In my post of October 18 I was thinking about how we all create a particular past by, to some extent, choosing the objects that populate it.
A related idea was very commonly voiced during the recent midterm elections. Some significant number of voters have their own favored news sources. The choice of a single source may perpetuate itself; the accuracy of a unique source of news is apparently confirmed by a lack of engagement in self-criticism or self-correction. In this circumstance the electorate can therefore develop (or be manipulated into) discreet outlooks that are politically useful, but at the cost of increasingly alienating them from those others with a different viewpoint--to the extent, even, that any other viewpoint becomes so incomprehensible that the only explanation for it must be stupidity or malice.
That's something we can see practically every day in our politics. But I thought of another example.
I have been interested for some time in reading a Spanish account of the Spanish Civil War. Twenty to twenty five years ago I read Antony Beevor's account of it, and it struck me as fairly balanced. I had the bad judgment to lend the book to a judge on the Texas Court of Criminal Appeals, and I never got it back. So I was thinking, my Spanish is much improved these last two decades, maybe I should tackle ithe subject in Spanish.
So I was looking on Amazon Spain and ran across what looked like a pretty good general account of the war, a Historia de la Guerra Civil Española, by Ricardo de la Cierva. As is sometimes the case, after ordering a book I became curious about the author. Now the literature of the Spanish Civil War is still fiercely heated, and soon I became aware of rather bitter animosity on the part of some against de la Cierva. I learned that he was, and remains, a franquista, a Franco partisan who served as a cultural minister in some of the last Franco governments. His partisanship is arguably understandable, since his father, a supporter of the Nationalists, was imprisoned and then murdered by the Republicans as the Nationalists closed in on Madrid.
That's not to say that de la Cierva is a fascist. "Reactionary" is a word that would probably be used by his more polite opponents. He seems to characterize himself as one who values the "old Spain," the Spain of Catholic monarchy over a more traditionalist society of peasant farmers and middle class artisans and merchants. His more vocal critics call him only a "historian" (in quotation marks); his own great criticism of writing about the war, especially that written in English, is that it too often ignores primary documents (to which he, as a government insider, has had some advantage of access).
These are not things that will put me off reading him. One of the interesting things about Spain--not exactly unique, but perhaps more pronounced than elsewhere--has been its ambivalence about the modern enterprise, its alleged backwardness in the face of a challenges from bourgeois capitalists, anarchists, socialists and communists. Spain seems now to have "caught up" with the rest of Europe--for better or for worse--but the civil war seems to have been fought, in part, over that whole issue of the implications of modernity, and I think, therefore, it could be enlightening to hear the story from what was, militarily, the winning side, but, culturally, the side that is probably now losing.

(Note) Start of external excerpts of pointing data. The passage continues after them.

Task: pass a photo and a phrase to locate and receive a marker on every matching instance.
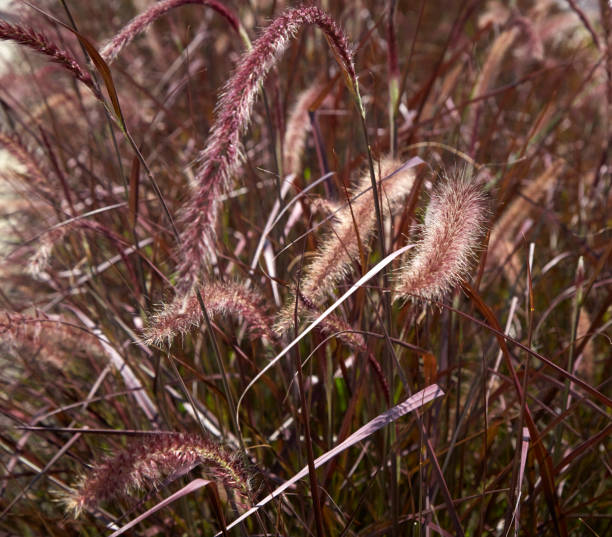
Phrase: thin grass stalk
(143, 464)
(220, 159)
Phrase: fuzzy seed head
(140, 23)
(453, 223)
(356, 224)
(221, 299)
(144, 464)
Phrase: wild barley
(221, 299)
(453, 223)
(145, 463)
(141, 22)
(355, 225)
(40, 43)
(221, 157)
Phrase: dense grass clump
(281, 269)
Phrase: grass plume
(221, 157)
(355, 224)
(453, 223)
(37, 41)
(141, 22)
(222, 299)
(144, 464)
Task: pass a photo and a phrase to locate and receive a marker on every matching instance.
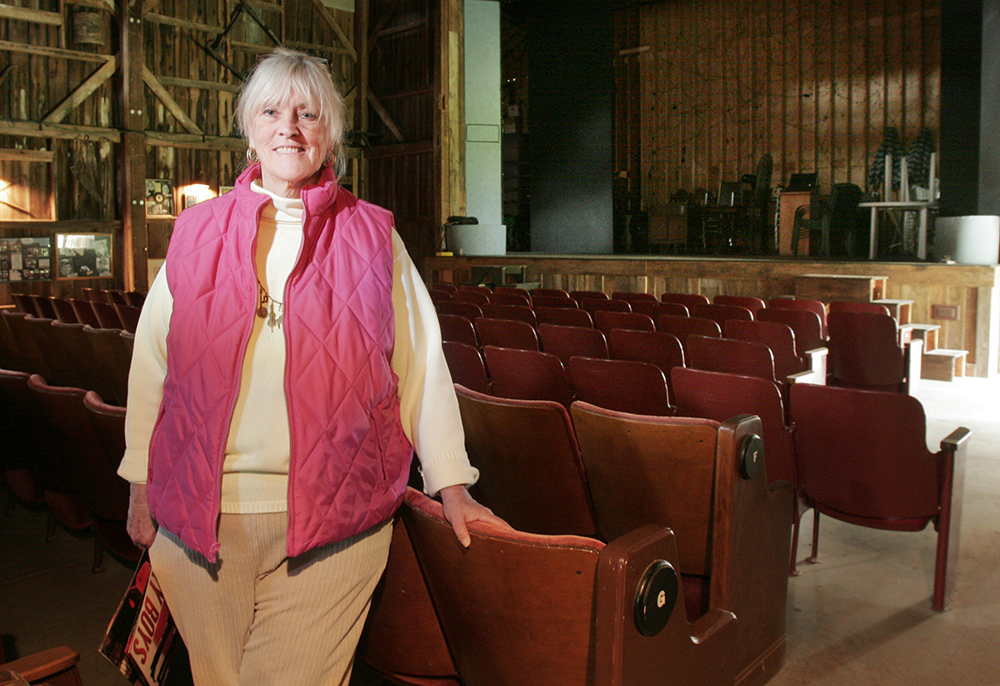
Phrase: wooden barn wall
(403, 168)
(711, 85)
(62, 115)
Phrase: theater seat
(702, 479)
(533, 610)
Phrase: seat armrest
(808, 376)
(699, 653)
(47, 665)
(817, 362)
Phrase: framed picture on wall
(159, 197)
(83, 255)
(25, 259)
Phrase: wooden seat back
(531, 473)
(519, 608)
(697, 477)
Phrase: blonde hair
(279, 74)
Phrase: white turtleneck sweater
(255, 470)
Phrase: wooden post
(451, 115)
(361, 10)
(132, 151)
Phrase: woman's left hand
(460, 508)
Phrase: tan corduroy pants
(256, 617)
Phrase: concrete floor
(862, 615)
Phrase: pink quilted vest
(349, 457)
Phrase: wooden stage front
(968, 292)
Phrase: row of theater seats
(653, 550)
(70, 355)
(113, 313)
(63, 447)
(857, 345)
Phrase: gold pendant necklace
(266, 307)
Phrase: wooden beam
(385, 117)
(328, 17)
(82, 92)
(183, 24)
(29, 15)
(58, 131)
(179, 114)
(204, 85)
(26, 49)
(194, 141)
(20, 155)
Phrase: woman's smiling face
(291, 143)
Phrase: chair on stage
(553, 301)
(862, 458)
(654, 347)
(607, 320)
(460, 309)
(85, 458)
(458, 329)
(865, 353)
(780, 339)
(521, 313)
(721, 313)
(713, 395)
(838, 213)
(687, 299)
(622, 385)
(703, 480)
(807, 327)
(527, 375)
(563, 316)
(533, 610)
(467, 366)
(44, 306)
(506, 333)
(654, 309)
(683, 327)
(746, 301)
(531, 472)
(568, 341)
(50, 667)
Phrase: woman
(286, 364)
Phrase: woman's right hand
(140, 526)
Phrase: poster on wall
(25, 259)
(83, 256)
(159, 197)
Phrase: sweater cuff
(447, 469)
(134, 466)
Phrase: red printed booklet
(142, 639)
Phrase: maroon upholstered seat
(862, 458)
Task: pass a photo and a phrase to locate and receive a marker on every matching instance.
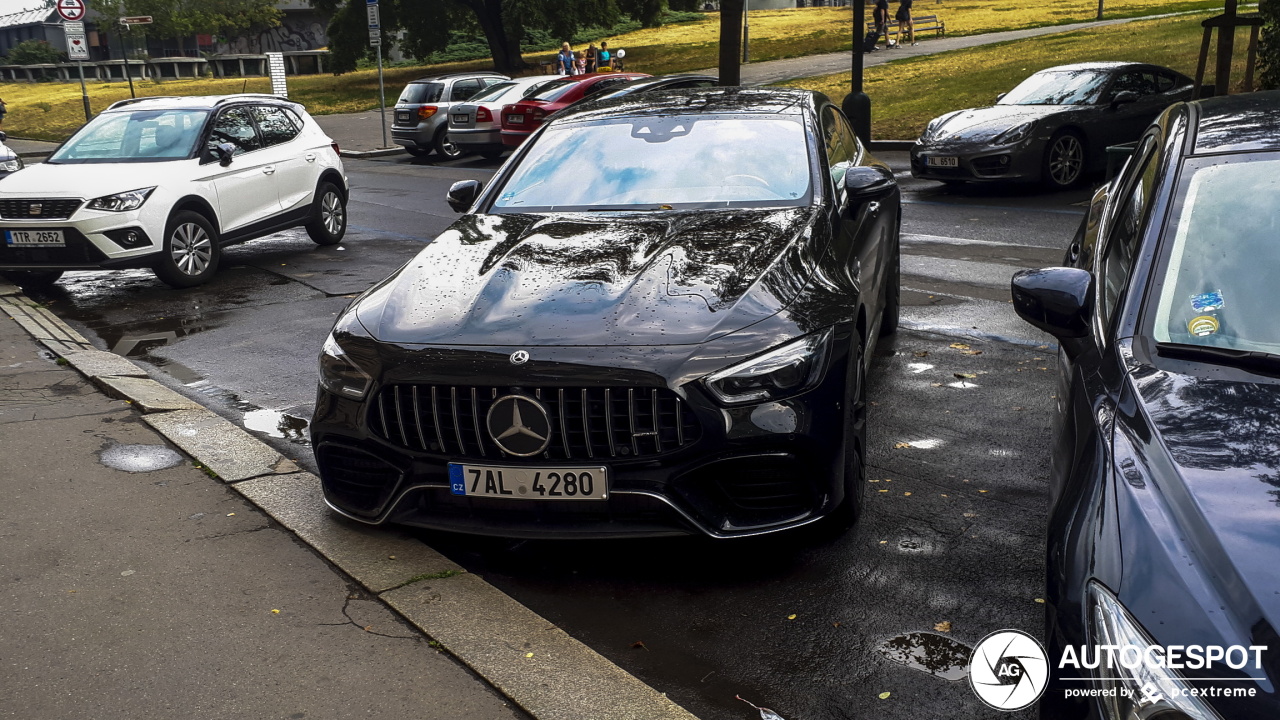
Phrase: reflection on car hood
(982, 124)
(522, 279)
(1224, 441)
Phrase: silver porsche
(1054, 127)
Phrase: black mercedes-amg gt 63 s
(656, 319)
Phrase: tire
(1064, 160)
(328, 215)
(443, 147)
(191, 254)
(32, 279)
(892, 292)
(855, 431)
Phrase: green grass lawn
(908, 94)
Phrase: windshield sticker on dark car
(1207, 301)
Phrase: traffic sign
(71, 9)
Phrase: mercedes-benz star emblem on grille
(519, 424)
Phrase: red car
(522, 118)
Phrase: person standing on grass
(565, 60)
(881, 17)
(905, 27)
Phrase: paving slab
(379, 559)
(529, 659)
(224, 449)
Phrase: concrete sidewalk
(140, 587)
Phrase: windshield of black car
(417, 92)
(135, 136)
(1057, 87)
(556, 90)
(1223, 253)
(658, 163)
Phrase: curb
(526, 657)
(380, 153)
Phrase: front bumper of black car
(700, 469)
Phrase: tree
(1269, 45)
(504, 23)
(183, 18)
(33, 53)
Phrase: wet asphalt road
(952, 531)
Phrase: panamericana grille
(45, 209)
(586, 423)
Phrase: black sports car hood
(982, 124)
(522, 279)
(1223, 438)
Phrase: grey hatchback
(423, 110)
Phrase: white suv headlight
(780, 373)
(1132, 688)
(122, 201)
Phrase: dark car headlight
(339, 373)
(782, 372)
(1110, 624)
(1015, 133)
(122, 201)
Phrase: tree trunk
(731, 42)
(503, 37)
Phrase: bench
(922, 23)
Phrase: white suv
(168, 182)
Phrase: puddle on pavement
(278, 424)
(928, 652)
(138, 458)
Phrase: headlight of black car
(339, 372)
(782, 372)
(1110, 624)
(1015, 133)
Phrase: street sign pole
(375, 39)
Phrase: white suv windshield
(662, 163)
(1219, 287)
(135, 136)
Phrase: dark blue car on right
(1164, 536)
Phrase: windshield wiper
(1252, 360)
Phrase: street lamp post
(858, 105)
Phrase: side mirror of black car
(1124, 98)
(462, 194)
(1056, 300)
(865, 182)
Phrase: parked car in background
(1054, 127)
(1165, 483)
(476, 126)
(520, 119)
(167, 183)
(657, 319)
(421, 119)
(9, 160)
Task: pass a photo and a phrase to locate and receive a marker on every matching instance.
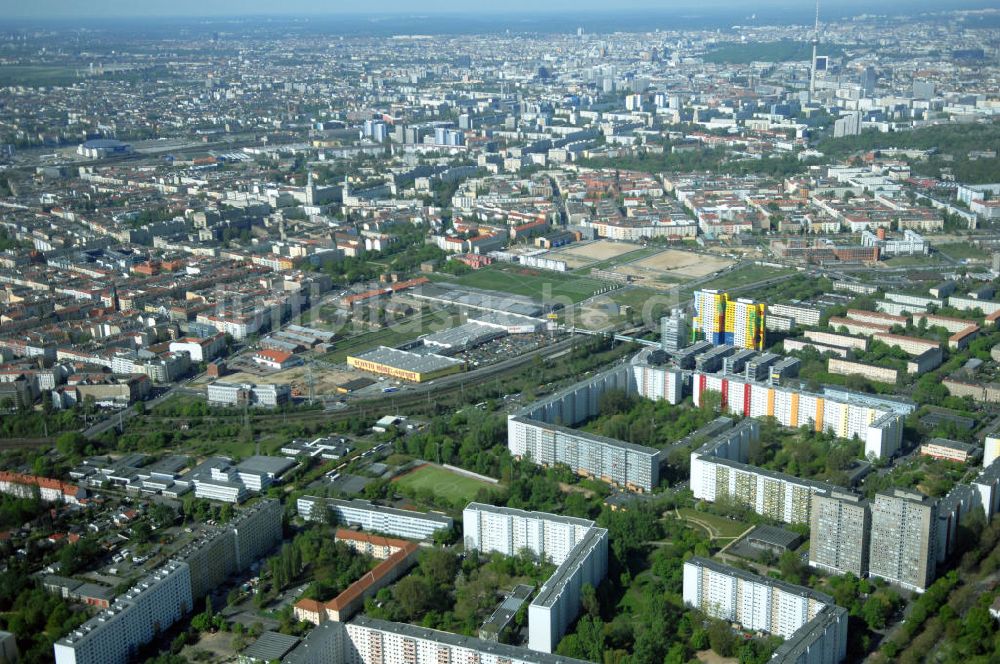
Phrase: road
(119, 417)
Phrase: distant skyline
(65, 9)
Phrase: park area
(673, 265)
(583, 254)
(540, 285)
(449, 485)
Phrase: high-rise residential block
(674, 331)
(815, 629)
(840, 529)
(903, 539)
(720, 320)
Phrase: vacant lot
(599, 250)
(684, 263)
(444, 483)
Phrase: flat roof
(612, 442)
(270, 646)
(499, 650)
(791, 588)
(265, 464)
(544, 516)
(952, 444)
(408, 361)
(553, 586)
(360, 504)
(774, 535)
(462, 335)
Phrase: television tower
(812, 68)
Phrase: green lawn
(637, 255)
(722, 526)
(389, 336)
(745, 275)
(449, 485)
(537, 284)
(959, 250)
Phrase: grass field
(444, 483)
(537, 284)
(959, 250)
(719, 525)
(390, 336)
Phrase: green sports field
(449, 485)
(530, 282)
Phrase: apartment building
(576, 546)
(720, 320)
(878, 422)
(557, 603)
(911, 345)
(674, 331)
(550, 537)
(840, 528)
(376, 518)
(532, 432)
(793, 345)
(801, 314)
(857, 327)
(847, 368)
(232, 547)
(635, 467)
(369, 641)
(875, 317)
(115, 634)
(233, 394)
(769, 605)
(719, 468)
(904, 533)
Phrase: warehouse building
(405, 365)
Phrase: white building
(114, 634)
(233, 394)
(576, 546)
(878, 422)
(769, 605)
(366, 640)
(376, 518)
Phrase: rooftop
(408, 361)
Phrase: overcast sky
(131, 8)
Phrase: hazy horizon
(103, 9)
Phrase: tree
(588, 599)
(876, 611)
(721, 638)
(413, 595)
(439, 566)
(791, 567)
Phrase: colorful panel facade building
(720, 320)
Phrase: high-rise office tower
(903, 539)
(840, 528)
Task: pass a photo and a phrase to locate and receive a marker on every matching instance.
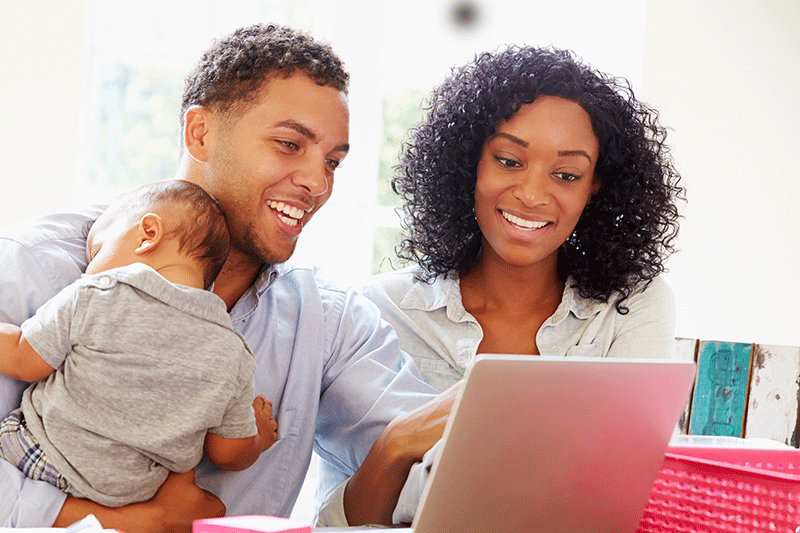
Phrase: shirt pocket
(586, 350)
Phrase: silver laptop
(538, 444)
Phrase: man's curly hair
(231, 73)
(625, 233)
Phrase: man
(265, 124)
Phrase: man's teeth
(521, 222)
(289, 214)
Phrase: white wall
(41, 48)
(725, 75)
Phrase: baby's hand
(267, 426)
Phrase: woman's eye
(567, 176)
(506, 162)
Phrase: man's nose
(313, 177)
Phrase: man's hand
(371, 494)
(173, 509)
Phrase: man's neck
(236, 276)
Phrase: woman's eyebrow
(562, 153)
(571, 153)
(512, 138)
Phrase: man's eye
(506, 162)
(567, 176)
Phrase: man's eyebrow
(307, 133)
(571, 153)
(512, 138)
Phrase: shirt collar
(442, 292)
(446, 292)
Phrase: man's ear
(197, 132)
(150, 233)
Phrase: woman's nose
(533, 188)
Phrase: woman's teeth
(289, 214)
(522, 223)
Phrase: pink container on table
(722, 489)
(250, 524)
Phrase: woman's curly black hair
(625, 233)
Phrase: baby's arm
(238, 454)
(18, 359)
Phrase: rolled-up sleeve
(25, 502)
(39, 258)
(368, 381)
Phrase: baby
(137, 367)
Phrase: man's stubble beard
(252, 245)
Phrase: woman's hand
(174, 507)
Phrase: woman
(540, 206)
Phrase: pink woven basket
(724, 489)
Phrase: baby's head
(166, 217)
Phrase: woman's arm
(18, 359)
(173, 509)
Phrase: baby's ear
(150, 233)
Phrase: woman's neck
(510, 303)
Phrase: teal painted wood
(720, 393)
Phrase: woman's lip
(523, 223)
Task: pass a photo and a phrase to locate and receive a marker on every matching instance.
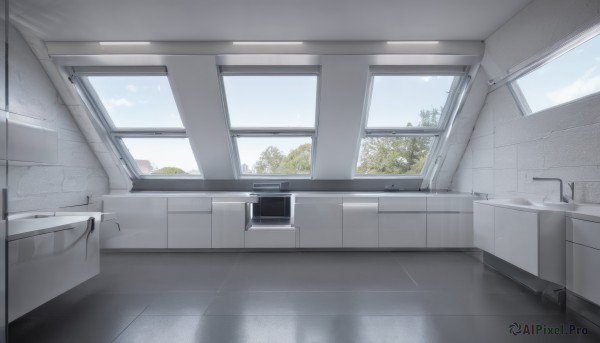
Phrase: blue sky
(397, 100)
(574, 74)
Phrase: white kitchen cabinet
(402, 230)
(189, 230)
(516, 238)
(319, 222)
(43, 266)
(449, 230)
(228, 224)
(360, 223)
(583, 258)
(483, 227)
(142, 221)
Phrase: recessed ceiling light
(124, 43)
(408, 42)
(267, 43)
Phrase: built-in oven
(272, 207)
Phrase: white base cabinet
(583, 258)
(402, 230)
(532, 240)
(142, 221)
(189, 230)
(360, 224)
(483, 227)
(228, 224)
(319, 222)
(44, 266)
(449, 230)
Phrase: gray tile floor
(292, 297)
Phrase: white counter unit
(583, 257)
(360, 223)
(320, 220)
(142, 222)
(529, 237)
(189, 223)
(47, 257)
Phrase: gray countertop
(29, 227)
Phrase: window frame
(272, 132)
(102, 120)
(460, 73)
(550, 57)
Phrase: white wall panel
(344, 81)
(195, 84)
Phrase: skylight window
(393, 155)
(573, 75)
(407, 112)
(268, 101)
(272, 119)
(137, 101)
(162, 156)
(275, 155)
(399, 100)
(137, 109)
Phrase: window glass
(137, 101)
(393, 155)
(162, 156)
(271, 101)
(568, 77)
(274, 155)
(408, 100)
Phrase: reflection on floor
(294, 297)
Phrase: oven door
(271, 210)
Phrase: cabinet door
(360, 225)
(483, 227)
(319, 225)
(143, 222)
(228, 224)
(189, 230)
(582, 271)
(449, 230)
(402, 230)
(516, 238)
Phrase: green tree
(398, 155)
(168, 171)
(269, 161)
(297, 161)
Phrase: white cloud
(118, 102)
(581, 87)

In doing so I will undoubtedly be given to sympathizing with those whom many think beyond the pale. Franco is associated with fascism, and it was, and has been, the work of the Spanish left to paint him so. I'm not so sure myself, The English Communist historian Eric Hobsbawm, whose leftist credentials are surely impeccable, states right out that Franco was not a fascist (though his coalition undoubtedly included them).
In any case, Hobsbawm raises the interesting issue that, though I give second thoughts to reading a historian tagged by some as a fascist, as, in any case, an unreconstructed franquista, it never occurred to me to be particularly "on guard" with a communist like Hobsbawm. Perhaps it's because I've read quite a bit of Marxism, and though I can't accept it as a real science, or as defensible ideology in practice, I can certainly respect its implicit promotion of those who labor so that the few can live at ease. It is one of the great virtues of Hobsbawm's four volumes on the making of the modern world that they pay attention to the obscure as well as the great, the suffering of the many as well as the triumphs of the few, the price paid by the voiceless for the "progress" of the world. One would think that those topics should be more front-and-center in Christian historiography.
The upshot is the same. In a world filled with angels and devils, who all write their own books, we owe it to ourselves not to confine ourselves to our own little tribe, but to also sup occasionally with the angels and with the devils, hoping thereby not to become trapped in our own untested assumptions--but also keeping one's own long spoon handy, just in case.